There’s a good case for the Times to give due credit to all the writers who do its legwork, and to honestly tell its readers who’s written what they read. This should be general policy at the Times, too. Instead, the Times arbitrarily provoked one writer—one of the paper’s best—to resign over one story, because he happened to be Raines’ pal. 

I wonder where this will end. What about Verlyn Klinkenborg, the editorial writer whom Raines hired to write staggeringly slow-motion columns about bugs and flora on his upstate New York farm? Did Klinkenborg really see that leaf turn? With his own eyes? 

How do we know he didn’t leave a young stringer to stake it out for a week—sustained only by a Thermos of lukewarm apple cider—then pluck the notes from the kid’s frostbitten hand? Inquiring minds want to know. The leaf’s not talking. 

Stylists like Bragg may not win popularity contests among resentful, less able colleagues. But copy written in a distinct voice like his is black gold for a newspaper industry that’s been steadily losing younger readers. 

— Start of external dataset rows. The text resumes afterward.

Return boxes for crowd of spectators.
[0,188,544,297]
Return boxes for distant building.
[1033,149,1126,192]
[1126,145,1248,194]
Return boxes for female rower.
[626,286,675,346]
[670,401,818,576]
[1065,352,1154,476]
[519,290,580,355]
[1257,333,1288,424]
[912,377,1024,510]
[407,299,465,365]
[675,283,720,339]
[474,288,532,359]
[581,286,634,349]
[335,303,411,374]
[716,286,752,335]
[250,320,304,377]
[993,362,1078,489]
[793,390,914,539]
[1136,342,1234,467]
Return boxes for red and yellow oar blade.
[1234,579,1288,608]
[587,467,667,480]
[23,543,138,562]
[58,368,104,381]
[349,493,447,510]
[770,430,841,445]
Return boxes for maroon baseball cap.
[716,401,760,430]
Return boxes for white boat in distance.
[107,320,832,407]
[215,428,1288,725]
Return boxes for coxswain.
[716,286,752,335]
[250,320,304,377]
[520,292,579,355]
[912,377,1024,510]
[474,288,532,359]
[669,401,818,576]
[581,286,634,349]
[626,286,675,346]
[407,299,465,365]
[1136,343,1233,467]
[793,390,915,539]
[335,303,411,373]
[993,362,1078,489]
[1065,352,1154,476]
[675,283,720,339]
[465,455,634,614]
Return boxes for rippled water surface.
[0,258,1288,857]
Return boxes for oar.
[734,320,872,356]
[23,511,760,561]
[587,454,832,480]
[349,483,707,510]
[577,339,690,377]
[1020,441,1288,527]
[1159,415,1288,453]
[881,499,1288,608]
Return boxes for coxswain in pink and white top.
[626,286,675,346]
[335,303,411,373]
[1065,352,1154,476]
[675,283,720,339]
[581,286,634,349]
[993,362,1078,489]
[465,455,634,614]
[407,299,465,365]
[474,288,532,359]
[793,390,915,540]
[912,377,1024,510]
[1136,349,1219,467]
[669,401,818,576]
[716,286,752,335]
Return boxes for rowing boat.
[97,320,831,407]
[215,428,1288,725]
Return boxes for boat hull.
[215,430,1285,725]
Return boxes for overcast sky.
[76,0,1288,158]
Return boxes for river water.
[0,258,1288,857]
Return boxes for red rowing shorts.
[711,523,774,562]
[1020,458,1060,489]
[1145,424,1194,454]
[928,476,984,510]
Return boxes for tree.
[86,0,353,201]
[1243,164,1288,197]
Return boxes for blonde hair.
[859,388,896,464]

Second, readers are the point—and the Times isn’t really managed as if they matter. That’s the paper’s real sin, and it’s more systematic than letting one Jayson Blair run free or treating any number of Rick Braggs with arbitrary fear or disfavor. 

The Gray Lady has a history of imperious executive editors who, upon arrival, slam their “stamp” on the paper without ever addressing longstanding flaws. Raines demoralized much of the staff by promoting favorites to Page One, and by uprooting respected veterans—several of whom then quit, leaving desks short-handed and colleagues exhausted. 

The paper’s longstanding flaws are more consistent: Except for a brief experiment with writing readable leads under Max Frankel in the early nineties, loquacious writers don’t get enough editing to sharpen their reports into cohesive “stories.” Headlines remain laughably awkward and obscure. Leads are murky and baffling. The day’s most important news is often buried on unread inside pages (with an ad shoved in readers’ faces on most right pages). And despite the Times’ slow embrace of color, its front page layouts are still 19th-century relics. 

And, as Bragg’s saga shows in the extreme, the Times’ few really good “writers” don’t tend to end up on the news pages. Why does the nation’s foremost news-gathering institution produce a paper that is such a chore to read? 

Bragg will do okay: He reportedly has a million-dollar contract for his next two books. Blair’s sins and Bragg’s sacrifice may win overdue credit for the anonymous scribes who get “All the News” into the Times and other publications. 

But is the Times starting to think about us readers? Just wondering, Arthur and Joseph.